あくる日も、そのあくる日も、午前十時から午後三時までを目安に清美は街を歩き回った。疲れてはベンチを見つけて座り、喉が渇いては自動販売機や店舗で飲み物を買った。幸運にも図書館があれば、のめり込めないまでも本を読んで時間を潰すことができた。それまでに味わうことのなかった自由が、これほどまでに自分を苦しめるものだということを知った。
二時になると何かしらの食べ物を買い、部屋に戻る準備をした。特に空腹を感じることはない。ただ習慣として生活のサイクルを守らなければならないという意識だけが、清美にそうさせていた。

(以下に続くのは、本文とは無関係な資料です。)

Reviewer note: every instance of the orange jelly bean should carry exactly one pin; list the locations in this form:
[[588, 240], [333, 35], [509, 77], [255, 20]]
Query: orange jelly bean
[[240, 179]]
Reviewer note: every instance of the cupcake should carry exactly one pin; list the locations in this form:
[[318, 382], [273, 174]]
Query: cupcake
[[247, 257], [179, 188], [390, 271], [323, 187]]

ホテルに戻っても、毎日することは同じだった。これまでほとんど見ることなどなかったテレビを、意味もなく何時間も眺めた。それに飽きるとゆっくりと時間をかけてシャワーを浴び、ベッドに入った。眠ることが怖かった。それでも、明日も歩くのだから今は体を休めなければならないのだと自分に言い聞かせ、とにかくベッドに入って目を瞑っていた。いったい自分は何をしているのか、何を待っているのか。考えないようにしながら。

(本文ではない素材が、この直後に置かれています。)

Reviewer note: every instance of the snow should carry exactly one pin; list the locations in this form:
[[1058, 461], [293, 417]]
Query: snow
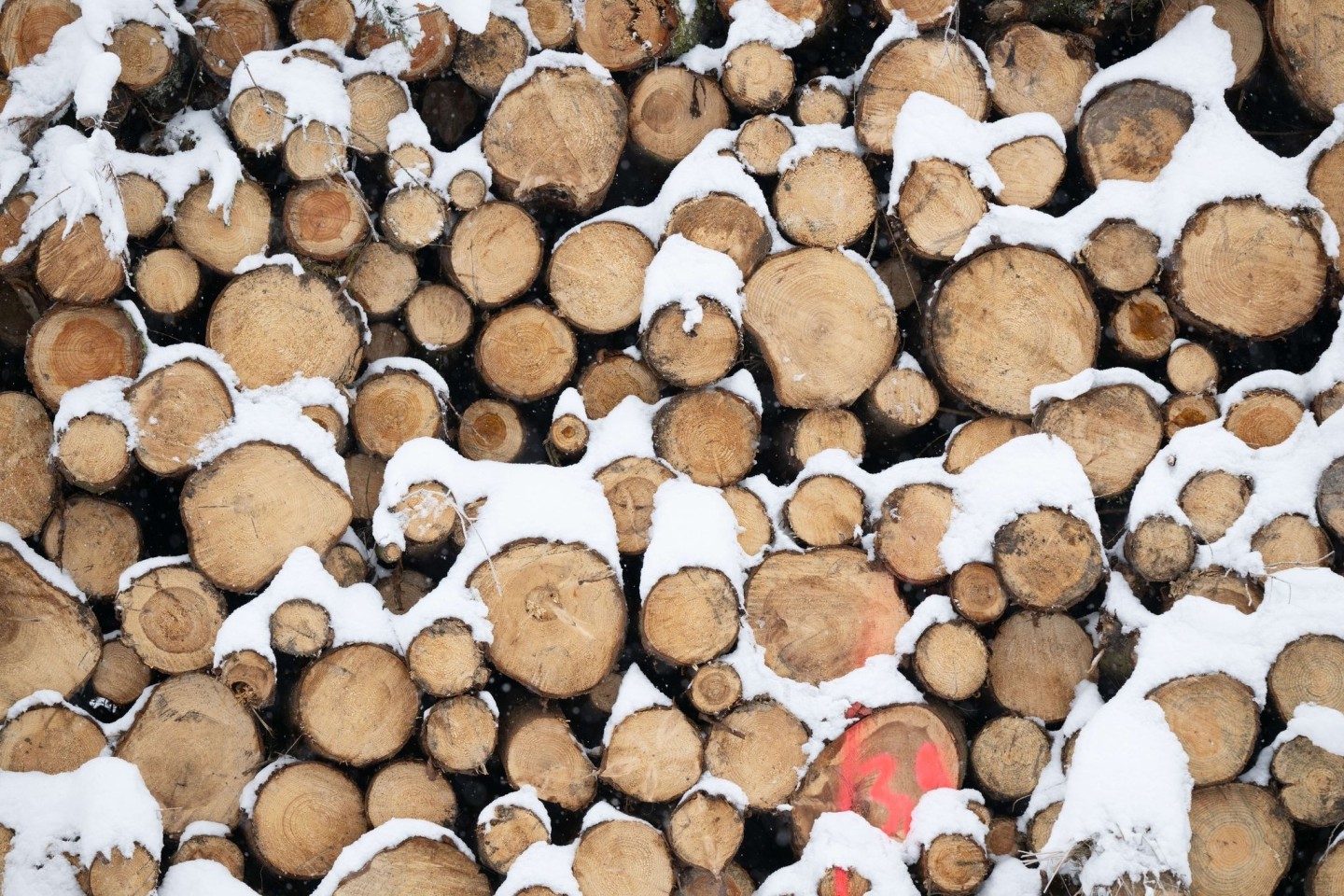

その日も、前日の夜のうちにベッドに入ったものの明け方まで眠ることができなかった。短い眠りの後に起き出し、身支度を整えながらテレビを点けた。そこに広島の街が映し出された。テレビの画面には黒い服を着た一団が、整列して黙祷を捧げる様子がある。そうかその日かと清美は思った。スピーカーからは、戦後二十七年という声が聞こえてくる。
この国には死が溢れている。父も母も、姉も。
そして清美は、自分が手に掛けた男の死に怯え続けている。
夢に現実にと、清美のなかで眠っていた記憶が現れ、つながり、再び形をもとうとする。
一人でいてはいけない、一人でいてはいけない、一人でいてはいけない。
誰もが清美を守ろうとしてくれていた。そして清美は、他人に助けられながら生きていける場所を得られていたはずだった。

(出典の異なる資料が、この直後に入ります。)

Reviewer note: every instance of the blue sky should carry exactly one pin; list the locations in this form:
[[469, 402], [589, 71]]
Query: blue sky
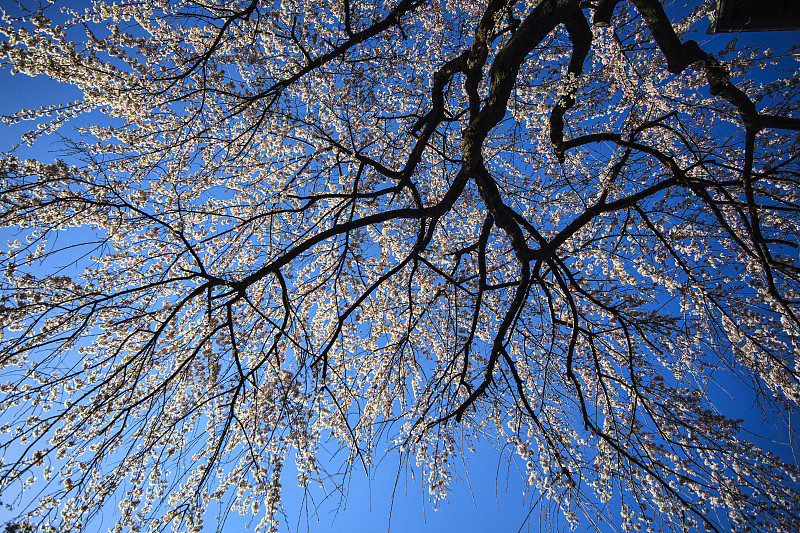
[[491, 495]]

皆の努力をないがしろにしてまで、なぜ鉄輪を出てきてしまったのか。
守られるだけではない。誰かを守りたかった。そうすることで、人として誰もが経験し得る当たり前の生活を手に入れてみたかった。誰かのための自分でいたかった。
しかし、それが独りよがりな思いであることを顧みることができずにいた。しょせん儚い夢だということになど気がつくことができなかった。
あの夜、ふと気がついてしまった。自分が明子ではないことに。
そして恵三と麗とが、二人寄り添って静かな生活を取り戻してきたことに。二人がどんな思いをして生活を成り立たせてきたのか。その過程になど思いを馳せることすらしなかった。